By the 1950s, the twice-blessed country had undergone a full oil revolution. As gasoline, petroleum fueled the automobiles that jammed its streets and the planes that filled its skies. Wood still had its uses, but more often as plywood, a composite product using petroleum-based resins. Meanwhile, another petroleum product, plastic, became the new basis of U.S. consumer culture in the form of Tupperware, Barbie dolls, credit cards, Styrofoam, Saran wrap, vinyl records, linoleum floors, nylon clothes, and Lycra bras.

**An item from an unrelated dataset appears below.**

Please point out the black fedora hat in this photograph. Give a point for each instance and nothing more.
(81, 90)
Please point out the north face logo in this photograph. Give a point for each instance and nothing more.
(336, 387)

“The whole world can be plasticized,” observed the philosopher Roland Barthes, rightly. He was born in 1915, meaning that while he could envision an all-plastic future, his lifespan overlapped with those of individuals who had known the all-wooden past. Two or three generations is about all it took to unmoor humanity from the substance it had relied on since the birth of the species. In the space of a few decades, we left behind a world our bodies had evolved for and entered a synthetic one our minds could hardly comprehend.


The age of wood is over, yet Ennos hopes that aspects might return. Psychologists have suggested that being around wood is calming, and, compared to its fossil-fuel rivals, it’s easier on the environment. Happily, engineers can now join sawn planks together smoothly and durably into computer-designed shapes, making wood newly useful in construction. “Architects are no longer constrained by the size of trees,” Ennos writes. Last year, the Norwegian firm Voll Arkitekter built an 18-story timber skyscraper, and the University of British Columbia boasts a dormitory, Tallwood House, of a similar size. We’re learning, too, to make transparent wood to replace glass and “liquid wood” that can be molded like plastic. “The way seems to be open,” Ennos believes, “to a whole new low-carbon economy.”

Perhaps. But if wood is having a comeback as a material, it’s not having one as a fuel. There, we remain wedded to coal, oil, and natural gas. We once thought that the danger of the oil economy came from the plastic clogging up the oceans, and indeed those oceans will probably contain more plastic than fish within 30 years, according to the World Economic Forum. Yet we now know that the far greater danger is what we are doing to the climate by powering our grids and vehicles with fossil fuels.

The United States is on fire again, not its wooden cities but its desiccated West, reaching new peaks of flammability as the planet warms. Each megafire is a reminder of how destabilizing our exit from the wooden age has been. Nearly the whole of humanity, from the arboreal hominins of two million years ago to the urbanites of the late nineteenth century, lived in the shadow of trees. We’ve barely had time to grasp the consequences of abandoning wood for fossil fuels and plastics, much less prepare for them. Now the forests are burning and we’re traversing a trackless plain, with little of the past to guide us.